An unfair prejudice petition is the procedure by which a minority shareholder who is the victim of "unfairly prejudicial" conduct by the majority can obtain relief from the court.
The court has a wide discretion as to the appropriate remedy to grant, but will often order that the minority's shares be purchased by the majority at a predetermined value.
In the first decision summarised below the court had to determine what that value should be. In the second the court declined to order any relief.
When is it appropriate for the court to apply a discount to the shares of a minority shareholder in an unfair prejudice petition?
In Davies v Lynch-Smith and others  EWHC 2336 (Ch), the petitioner (Mr Davies) sought relief in the form of the purchase of his 25% shareholding on an undiscounted basis, primarily on the basis that he had been excluded from a management role in the company, but also on the grounds of unfair prejudice. The purchase of the minority shareholder's shares (usually at market value on a pro rata basis) is the usual remedy sought and granted in such petitions.
Did the exclusion of Mr Davies from management amount to unfair prejudice?
Mr Davies argued that, as the company's articles did not give either director the power to exclude the other from management, the company had 'breached' this requirement, which amounted to unfair prejudice. The judge dismissed this argument, as the controlling 75% shareholder, Mr Lynch-Smith, had the statutory power to terminate Mr Davies' appointment as a director and therefore his employment with the company.
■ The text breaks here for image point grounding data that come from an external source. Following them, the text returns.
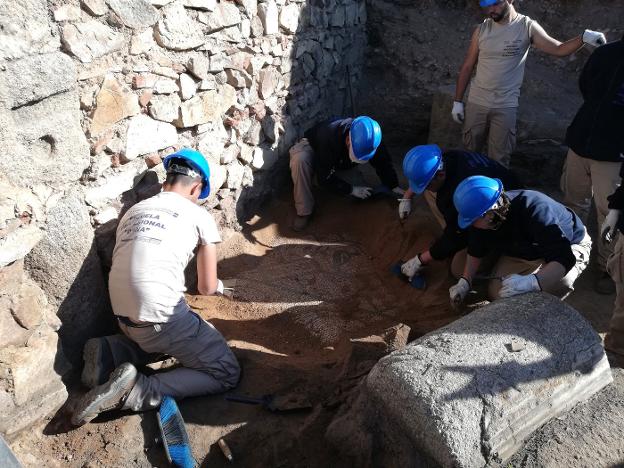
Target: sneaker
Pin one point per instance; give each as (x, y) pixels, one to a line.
(105, 397)
(301, 222)
(604, 284)
(98, 362)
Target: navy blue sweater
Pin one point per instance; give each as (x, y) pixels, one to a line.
(459, 165)
(536, 227)
(328, 139)
(597, 131)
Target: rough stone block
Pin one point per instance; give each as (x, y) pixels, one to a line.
(90, 40)
(461, 396)
(46, 141)
(268, 14)
(146, 135)
(176, 30)
(114, 102)
(135, 14)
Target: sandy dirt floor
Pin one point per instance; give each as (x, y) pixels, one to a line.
(298, 301)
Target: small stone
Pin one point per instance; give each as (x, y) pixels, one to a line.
(144, 81)
(289, 18)
(198, 65)
(208, 5)
(145, 97)
(67, 13)
(165, 86)
(95, 7)
(268, 13)
(188, 87)
(152, 160)
(135, 14)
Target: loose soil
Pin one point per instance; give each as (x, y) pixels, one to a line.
(298, 301)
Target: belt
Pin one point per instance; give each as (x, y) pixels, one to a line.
(129, 323)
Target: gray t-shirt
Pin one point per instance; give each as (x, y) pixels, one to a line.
(155, 242)
(503, 50)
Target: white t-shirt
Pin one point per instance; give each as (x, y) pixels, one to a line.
(155, 242)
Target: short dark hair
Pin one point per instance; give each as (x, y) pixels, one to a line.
(179, 172)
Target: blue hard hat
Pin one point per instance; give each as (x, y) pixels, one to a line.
(420, 166)
(195, 160)
(365, 134)
(474, 196)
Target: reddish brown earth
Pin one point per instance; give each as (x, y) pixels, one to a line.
(298, 301)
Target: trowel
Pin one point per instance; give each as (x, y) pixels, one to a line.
(275, 403)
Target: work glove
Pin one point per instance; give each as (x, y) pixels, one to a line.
(405, 207)
(609, 225)
(361, 192)
(594, 38)
(458, 112)
(398, 191)
(459, 291)
(411, 267)
(518, 284)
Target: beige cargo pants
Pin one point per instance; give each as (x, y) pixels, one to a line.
(302, 172)
(207, 363)
(614, 341)
(496, 127)
(583, 178)
(505, 265)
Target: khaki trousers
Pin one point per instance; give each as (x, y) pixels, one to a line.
(302, 172)
(614, 341)
(583, 178)
(497, 127)
(208, 364)
(506, 265)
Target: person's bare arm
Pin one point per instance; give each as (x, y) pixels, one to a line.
(207, 269)
(465, 72)
(542, 41)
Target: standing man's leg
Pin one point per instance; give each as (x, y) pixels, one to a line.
(605, 177)
(431, 198)
(576, 184)
(502, 136)
(302, 171)
(614, 340)
(475, 128)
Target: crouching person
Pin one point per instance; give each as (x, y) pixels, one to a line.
(335, 145)
(156, 239)
(533, 242)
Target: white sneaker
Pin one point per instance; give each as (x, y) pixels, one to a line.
(107, 396)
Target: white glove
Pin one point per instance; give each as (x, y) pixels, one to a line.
(459, 291)
(518, 284)
(594, 38)
(398, 191)
(361, 192)
(609, 225)
(411, 267)
(405, 207)
(458, 112)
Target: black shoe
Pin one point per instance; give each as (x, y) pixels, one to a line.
(301, 222)
(604, 284)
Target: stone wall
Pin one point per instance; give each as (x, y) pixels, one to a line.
(93, 94)
(417, 47)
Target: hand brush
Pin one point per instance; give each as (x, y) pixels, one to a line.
(174, 435)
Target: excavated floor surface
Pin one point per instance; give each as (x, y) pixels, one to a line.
(298, 300)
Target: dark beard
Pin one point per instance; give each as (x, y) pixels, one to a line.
(499, 17)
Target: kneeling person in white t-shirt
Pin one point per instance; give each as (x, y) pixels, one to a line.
(156, 239)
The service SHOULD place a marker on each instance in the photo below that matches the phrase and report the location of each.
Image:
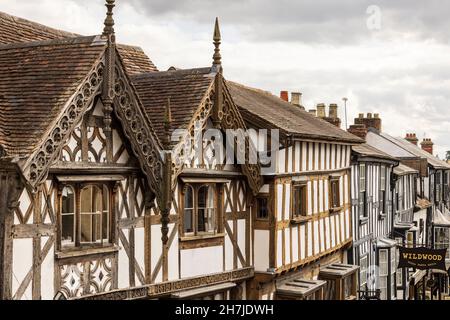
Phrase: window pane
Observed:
(188, 210)
(262, 211)
(94, 219)
(68, 215)
(206, 211)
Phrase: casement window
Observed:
(199, 211)
(386, 270)
(335, 200)
(85, 214)
(299, 200)
(262, 209)
(383, 190)
(383, 269)
(362, 190)
(363, 264)
(442, 239)
(438, 186)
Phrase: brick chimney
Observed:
(358, 130)
(369, 121)
(427, 145)
(411, 137)
(321, 110)
(332, 111)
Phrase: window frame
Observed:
(362, 191)
(217, 207)
(334, 196)
(77, 243)
(302, 210)
(258, 199)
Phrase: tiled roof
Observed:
(18, 30)
(272, 112)
(37, 79)
(185, 88)
(401, 169)
(369, 151)
(417, 151)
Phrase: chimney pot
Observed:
(296, 98)
(332, 111)
(321, 110)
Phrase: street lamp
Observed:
(345, 108)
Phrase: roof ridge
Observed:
(96, 40)
(171, 72)
(41, 26)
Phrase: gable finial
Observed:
(217, 58)
(167, 123)
(109, 21)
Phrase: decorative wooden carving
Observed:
(137, 128)
(36, 168)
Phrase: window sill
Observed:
(335, 210)
(202, 237)
(202, 241)
(80, 251)
(300, 220)
(363, 220)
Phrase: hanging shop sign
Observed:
(422, 258)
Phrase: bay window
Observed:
(199, 209)
(85, 214)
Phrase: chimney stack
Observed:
(321, 110)
(358, 130)
(411, 137)
(369, 121)
(332, 111)
(427, 145)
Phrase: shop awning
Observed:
(440, 219)
(198, 292)
(422, 203)
(299, 287)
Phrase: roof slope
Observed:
(18, 30)
(408, 146)
(37, 79)
(276, 113)
(185, 88)
(369, 151)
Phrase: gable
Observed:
(36, 83)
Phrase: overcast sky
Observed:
(386, 57)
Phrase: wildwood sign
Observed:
(422, 258)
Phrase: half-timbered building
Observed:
(372, 194)
(431, 187)
(302, 217)
(93, 203)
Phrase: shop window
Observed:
(383, 190)
(362, 190)
(299, 200)
(199, 209)
(363, 272)
(442, 239)
(383, 269)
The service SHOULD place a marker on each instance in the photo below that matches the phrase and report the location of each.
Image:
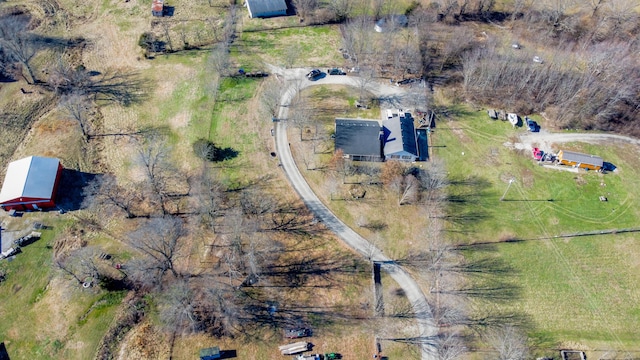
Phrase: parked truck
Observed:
(292, 349)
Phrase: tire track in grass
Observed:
(575, 279)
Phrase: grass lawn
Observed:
(290, 47)
(577, 291)
(38, 318)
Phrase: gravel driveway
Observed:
(392, 95)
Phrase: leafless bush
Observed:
(598, 95)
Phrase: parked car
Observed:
(297, 333)
(314, 74)
(538, 154)
(532, 125)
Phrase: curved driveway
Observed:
(427, 330)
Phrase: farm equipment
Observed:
(297, 333)
(27, 239)
(292, 349)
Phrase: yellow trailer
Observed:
(583, 161)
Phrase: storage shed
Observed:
(583, 161)
(30, 184)
(266, 8)
(157, 7)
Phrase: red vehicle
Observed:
(538, 154)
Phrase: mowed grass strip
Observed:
(47, 316)
(290, 47)
(577, 290)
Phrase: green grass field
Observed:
(38, 320)
(576, 291)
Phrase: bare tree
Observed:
(450, 346)
(117, 86)
(341, 9)
(177, 307)
(508, 342)
(160, 241)
(81, 264)
(17, 44)
(357, 39)
(78, 108)
(162, 178)
(104, 193)
(209, 195)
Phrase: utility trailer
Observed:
(292, 349)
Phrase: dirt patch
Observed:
(144, 342)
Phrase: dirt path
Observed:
(295, 79)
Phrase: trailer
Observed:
(584, 161)
(308, 357)
(27, 239)
(292, 349)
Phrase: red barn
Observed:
(30, 184)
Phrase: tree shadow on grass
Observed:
(70, 190)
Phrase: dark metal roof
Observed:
(423, 144)
(581, 158)
(399, 135)
(259, 7)
(358, 137)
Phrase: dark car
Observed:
(314, 74)
(297, 333)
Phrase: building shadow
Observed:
(70, 189)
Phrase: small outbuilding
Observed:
(266, 8)
(157, 7)
(579, 160)
(30, 184)
(211, 353)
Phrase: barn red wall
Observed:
(22, 204)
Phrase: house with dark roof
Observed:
(266, 8)
(359, 140)
(30, 183)
(396, 139)
(399, 138)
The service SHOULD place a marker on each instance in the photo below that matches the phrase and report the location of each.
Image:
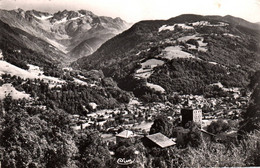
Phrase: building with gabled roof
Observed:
(158, 139)
(125, 136)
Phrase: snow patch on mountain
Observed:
(155, 87)
(43, 17)
(57, 45)
(206, 23)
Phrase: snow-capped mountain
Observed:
(66, 30)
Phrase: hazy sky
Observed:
(136, 10)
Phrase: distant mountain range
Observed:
(74, 33)
(185, 54)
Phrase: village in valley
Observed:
(135, 119)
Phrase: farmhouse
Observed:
(124, 136)
(191, 115)
(157, 139)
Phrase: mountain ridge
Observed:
(64, 29)
(218, 43)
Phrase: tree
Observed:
(218, 126)
(251, 118)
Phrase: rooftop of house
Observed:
(125, 134)
(161, 140)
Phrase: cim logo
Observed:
(124, 161)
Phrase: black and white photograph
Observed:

The first argument having failed, Mr Davies proceeded to argue that his exclusion fell within 'classic unfair prejudice', which relies on finding that the majority were constrained by equitable considerations outside the articles of association of the company, or other contractual rights, and that in light of those constraints, they acted inequitably in a prejudicial way to the minority. Given that Mr Davies was involved with a competing business and therefore had a conflict of interest, the judge also dismissed this argument holding that Mr Davies' exclusion was entirely justified.
Notwithstanding the judge's ruling that Mr Davies' exclusion from management was justified, he held that it was unfair to exclude him without giving him the opportunity first to sell his 25% shareholding at a fair price.
"Fair price" - when will a discount be applied to the minority shareholding?
The general rule is that there should be no discount on the value of the shares to be sold, but the court retains a wide discretion in this regard. In this case, the judge held that Mr Davies' shares should be valued on a fully discounted basis (60%), in light of numerous circumstances including:
- his behaviour, which justified his exclusion from the company;
- the fact that he had no prospect of securing a winding-up order of the company on the just and equitable ground;
- the fact that he was a willing, rather than a reluctant, seller;
- it was not a wholly unjustifiable reward;
- he had not provided anything more than the nominal value for his shares; and
- the business connections, expertise, opportunity and rationale for the company's establishment had been provided by Lynch Smith, the respondent, rather than Mr Davies.
The case is a useful reminder of the court's wide discretion in relation to the remedy to be granted in unfair prejudice petitions. Whilst it will usually order the sale of the minority's shares, whether or not this will be on a discounted basis depends on the specific facts of each case. Petitioners should be particularly mindful of their past conduct, which may result in an order that their shares be sold at a discounted price.
Unfair prejudice dismissed where remedy not needed
Following the sudden death of a company's managing director, Mr W, his shares in the company had been left to his widow, pursuant to his will. Relations between the remaining family members and the widow broke down, and the company passed a resolution adopting new articles of association which enabled it to refuse to recognise her as a shareholder and therefore also denying her dividends. The company dismissed both her and her son as employees of the company and actioned a transfer at undervalue of the company's 50% share of a property. The widow brought an unfair prejudice petition against the company (Weatherley v Weatherley and others  EWHC 3201 (Ch)).
Conduct during the trial
During the course of proceedings, the company agreed to adopt new articles or to amend the existing articles to permit the transmission of shares by will, which restored the position to that as set out in the original articles. The company agreed to and did recognise the widow as a shareholder and she was registered as such, receiving the dividends due on the shares. During the trial, the company also offered to re-employ her son, and all parties, including the widow, agreed that the remaining members would purchase the widow's shares.
The judge considered the remaining live issues. The transfer of the property had been ratified by all members of the company at the time, so could not be considered improper or unfair. The dismissal of the widow from employment was deemed to be fair as it was the result of her own conduct. Crucially, although the alteration of the company's articles had been unfairly prejudicial at the time, this had been remedied by the trial date, as had the refusal to register the widow as a shareholder and pay her dividends.
Was a remedy required?
In the circumstances, the judge was satisfied that there was no likelihood that these issues would recur and emphasised the importance of considering the reality of the situation at the time of the hearing of the petition. As the position had been remedied no order was required from the court, so the petition was dismissed.
The case is, (like Davies above) a reminder that the conduct of the petitioner will be considered in detail and that if the matters forming the subject of the petition have been remedied the petition will not succeed.